ツォング党の中枢ははほぼ一族で構成されているが、何人かは一族ではないものも含まれていた。
ツォング党随一の猛将とうたわれるリフ・シャールもその一人だが、彼は猛将の多くがそうであるように、意見を言わずにはいられない性格だった。

「ツォング様、はっきり申し上げるが、シャローン閣下は何を考えているのか、理解でき申さぬ。援軍を送れぬとは、ルーゼンフェルムとツォング党を見捨てたも同然ではありませんか!」
「まさにその通りでござる。これはにわかに受け入れらる命令とも思いませぬ」

智将でならす将軍のルシエも、リフ・シャールに同意した。
常に何かしらの香水をつけているルシエは、男でありながら金色の髪を伸ばし女性のような風貌をしていた。

「デニ・オム大尉、どうか、もう一度戻ってシャローン様に、再度援軍を送っていただくよう頼んではいただけないだろうか?」

家臣の意見を受けリヲル・ツォングが頭を下げて頼むと、デニ・オムは控えめに首を横に振った。

「無理でござる。キングダムの取り巻く状況は、みなさまが御承知の通り深刻。特に日和見主義者、南西テーラバハのモーリス党は妙な動きを始めておりまする。
キングダムを空ければ、北門、南門と語らい、強襲する可能性これあり。
シャローン様は状況を打開するため、まずは北門、南門の奪還を目指す考えにござりまする」
「そうか…キングダムの状況も深刻であるな、シャローン様のご心中、察するに苦しいところであろう…」

状況的にはリヲルも非常に苦しいが、まずシャローンをおもんばかるあたりが、ツォング党の忠誠心だった。
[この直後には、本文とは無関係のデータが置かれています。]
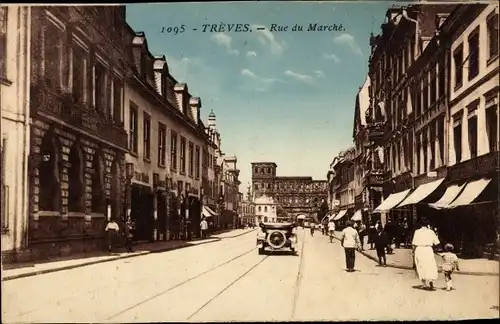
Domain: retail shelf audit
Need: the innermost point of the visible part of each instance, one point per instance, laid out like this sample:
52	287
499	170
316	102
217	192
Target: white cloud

「リヲル閣下はあまりに人が良すぎまする。聞けば、シャローン様はまだ20歳にもなっておられぬとか。
若すぎるゆえ、兵法のなんたるか、理解しておらぬのではござらぬか!?

リフ・シャールが納得がいかずに言った。

「リフ、言葉を控えよ。シャローン様はエビル様の血を引くたった一人の御方。我らツォング党、メルセデウス家に命を預けておる。そのメルセデウス家のシャローン様の御命令とあらば、たとえ燃え盛る火の中にでもとびこむ覚悟よ。そうではないか、リフ・シャール!」
「確かにその通りでござるが…」

リフ・シャールはリヲルの覚悟に押され、言葉が続かなくなった。
すると、デニ・オムが口を開いた。

「シャローン様がおっしゃるには、ツォング党は家中でも随一の結束を誇っているとおっしゃられました。
ゆえに、信頼してルーゼンフェルムをお任せするとのお言葉にございます

それを聞くと、リヲルは武者震いしてから強くうなずいた。

「さすがはシャローン様、よく我らツォング党のことをわかっておられる。
デニ・オム少尉、シャローン様にしかとお伝えください。
このツォング党、シャローン様の期待に応えるためルーゼンフェルムを死守すると!」
「わかり申した。我が斥候隊はツォング様にお力を貸すように言われてござる。配下にツォング様のお言葉、しかと伝えさせましょう」
「うむ、頼む。さあ、ものども、戦の準備を急げ!」

こうして、ツォング党の意見はまとまったのだった。